— Ну и пусть, п у с т ь, ПУСТЬ она там! Ну, подумаешь? Ну и что, ну и что?!
И странно, такой поворот мыслей действовал. Он на некоторое время успокаивался. Пустяковость, несущественность всего этого — а это только так и должно восприниматься умом и всеми: глупость, ломаного гроша не стоит, суета, извечная история, старо как мир — при сладкой уверенности в себе, в ценности своей работы, своих способностей, большей ценности, чем подобная дребедень — приносила облегчение.
Но ненадолго.

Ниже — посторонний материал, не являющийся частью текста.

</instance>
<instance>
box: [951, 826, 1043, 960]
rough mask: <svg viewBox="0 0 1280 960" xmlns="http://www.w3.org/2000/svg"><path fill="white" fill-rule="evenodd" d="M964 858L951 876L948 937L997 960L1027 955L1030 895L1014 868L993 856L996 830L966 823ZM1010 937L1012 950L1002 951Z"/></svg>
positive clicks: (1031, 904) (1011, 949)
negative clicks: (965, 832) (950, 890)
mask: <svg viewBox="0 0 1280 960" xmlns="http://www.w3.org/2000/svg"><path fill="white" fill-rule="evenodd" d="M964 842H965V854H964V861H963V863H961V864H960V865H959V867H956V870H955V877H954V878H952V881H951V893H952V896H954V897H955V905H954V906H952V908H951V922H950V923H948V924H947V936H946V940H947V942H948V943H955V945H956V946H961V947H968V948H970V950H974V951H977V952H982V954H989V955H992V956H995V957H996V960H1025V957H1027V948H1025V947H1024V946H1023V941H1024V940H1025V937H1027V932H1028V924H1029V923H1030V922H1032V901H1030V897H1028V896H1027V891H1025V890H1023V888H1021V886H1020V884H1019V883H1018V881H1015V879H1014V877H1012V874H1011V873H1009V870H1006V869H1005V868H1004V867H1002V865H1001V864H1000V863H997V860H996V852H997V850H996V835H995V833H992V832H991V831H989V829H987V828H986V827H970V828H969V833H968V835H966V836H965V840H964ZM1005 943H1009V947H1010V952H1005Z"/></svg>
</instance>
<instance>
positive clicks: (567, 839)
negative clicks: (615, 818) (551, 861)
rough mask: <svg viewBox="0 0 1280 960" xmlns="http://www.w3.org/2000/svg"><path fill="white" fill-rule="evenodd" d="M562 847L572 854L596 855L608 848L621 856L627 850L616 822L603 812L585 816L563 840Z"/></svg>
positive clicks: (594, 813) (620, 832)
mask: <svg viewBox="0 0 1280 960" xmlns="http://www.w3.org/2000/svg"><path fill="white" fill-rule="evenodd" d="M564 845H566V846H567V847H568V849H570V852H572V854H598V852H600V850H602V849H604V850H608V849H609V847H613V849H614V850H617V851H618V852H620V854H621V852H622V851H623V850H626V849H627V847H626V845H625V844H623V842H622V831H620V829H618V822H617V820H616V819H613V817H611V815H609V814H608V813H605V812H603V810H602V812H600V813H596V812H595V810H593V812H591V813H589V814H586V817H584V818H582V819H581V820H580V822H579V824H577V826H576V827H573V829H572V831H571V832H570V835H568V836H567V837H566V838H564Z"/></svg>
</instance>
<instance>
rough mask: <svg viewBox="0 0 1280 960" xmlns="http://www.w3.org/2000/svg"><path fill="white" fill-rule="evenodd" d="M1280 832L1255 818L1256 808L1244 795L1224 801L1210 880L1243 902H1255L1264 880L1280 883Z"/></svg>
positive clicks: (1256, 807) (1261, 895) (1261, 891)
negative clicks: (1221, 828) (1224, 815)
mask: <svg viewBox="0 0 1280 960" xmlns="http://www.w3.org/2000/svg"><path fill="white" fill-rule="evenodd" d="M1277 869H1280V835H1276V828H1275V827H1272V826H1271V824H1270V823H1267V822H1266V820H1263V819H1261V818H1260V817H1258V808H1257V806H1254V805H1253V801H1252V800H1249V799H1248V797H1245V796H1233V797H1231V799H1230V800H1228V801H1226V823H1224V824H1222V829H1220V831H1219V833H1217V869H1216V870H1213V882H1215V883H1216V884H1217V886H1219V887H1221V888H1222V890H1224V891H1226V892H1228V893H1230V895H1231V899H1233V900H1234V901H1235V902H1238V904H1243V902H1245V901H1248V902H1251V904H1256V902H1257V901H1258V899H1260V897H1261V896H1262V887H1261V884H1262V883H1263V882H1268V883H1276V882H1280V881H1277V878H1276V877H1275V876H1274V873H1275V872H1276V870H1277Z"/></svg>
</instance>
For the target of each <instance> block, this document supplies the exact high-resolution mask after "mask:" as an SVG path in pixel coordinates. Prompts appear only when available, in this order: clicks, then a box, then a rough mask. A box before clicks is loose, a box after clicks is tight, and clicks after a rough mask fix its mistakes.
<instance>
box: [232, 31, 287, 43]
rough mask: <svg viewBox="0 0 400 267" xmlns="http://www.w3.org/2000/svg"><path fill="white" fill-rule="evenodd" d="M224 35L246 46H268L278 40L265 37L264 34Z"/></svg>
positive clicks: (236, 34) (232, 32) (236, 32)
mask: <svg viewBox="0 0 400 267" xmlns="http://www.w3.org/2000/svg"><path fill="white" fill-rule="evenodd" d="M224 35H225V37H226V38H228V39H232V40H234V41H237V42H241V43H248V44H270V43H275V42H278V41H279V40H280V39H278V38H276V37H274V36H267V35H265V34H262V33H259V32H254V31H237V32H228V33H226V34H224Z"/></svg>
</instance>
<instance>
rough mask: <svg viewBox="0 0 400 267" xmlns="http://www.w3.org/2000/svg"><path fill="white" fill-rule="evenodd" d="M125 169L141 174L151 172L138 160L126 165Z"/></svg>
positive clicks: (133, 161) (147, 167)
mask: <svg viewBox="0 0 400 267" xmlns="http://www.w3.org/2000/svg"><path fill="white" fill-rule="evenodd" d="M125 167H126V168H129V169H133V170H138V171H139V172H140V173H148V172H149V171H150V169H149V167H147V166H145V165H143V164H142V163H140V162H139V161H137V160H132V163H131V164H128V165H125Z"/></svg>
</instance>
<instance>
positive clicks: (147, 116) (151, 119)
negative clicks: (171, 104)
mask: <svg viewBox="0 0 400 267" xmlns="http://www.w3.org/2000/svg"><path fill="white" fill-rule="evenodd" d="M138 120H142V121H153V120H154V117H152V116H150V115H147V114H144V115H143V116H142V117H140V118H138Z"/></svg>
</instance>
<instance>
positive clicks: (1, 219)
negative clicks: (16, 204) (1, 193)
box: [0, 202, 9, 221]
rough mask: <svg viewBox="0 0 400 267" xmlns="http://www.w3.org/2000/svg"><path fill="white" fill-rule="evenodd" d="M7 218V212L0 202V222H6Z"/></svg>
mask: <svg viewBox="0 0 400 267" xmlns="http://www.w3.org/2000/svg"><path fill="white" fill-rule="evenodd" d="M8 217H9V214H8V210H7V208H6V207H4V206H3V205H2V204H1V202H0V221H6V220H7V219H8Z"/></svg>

Облегчение иссякало, и вскоре все начиналось сызнова.
И все же, как бы там ни было, все эти беспокойные мысли продолжали стоять еще на пороге сознания, еще не прорывались в него, и он боролся с ними. И когда они все-таки охватывали его полностью, проникали в его действительность и явь, в его деятельную сознательную жизнь, он каждый раз — столько раз, сколько уезжал в командировку — каждый раз помнил, что это он сам себе позволил, сам дал добро этому случиться.
— Ладно, чуть-чуть подумаю, — разрешал он себе. И уже знал, что это конец, капитуляция; знал: стоит лишь разрешить себе об этом думать, и обратной дороги уже нет! И зная, не удваивал, как бы следовало в такой ситуации, сил, а, прикидывался, будто не понимает, что к чему, будто не знает, куда такое позволение ведет, будто запамятовал, обманывал себя, врал себе — настолько сильно ему все-таки хотелось почувствовать себя несчастным. Ведь горемыкой, как известно, является не тот, кто на самом деле горемыка, а тот, кто считает себя таковым…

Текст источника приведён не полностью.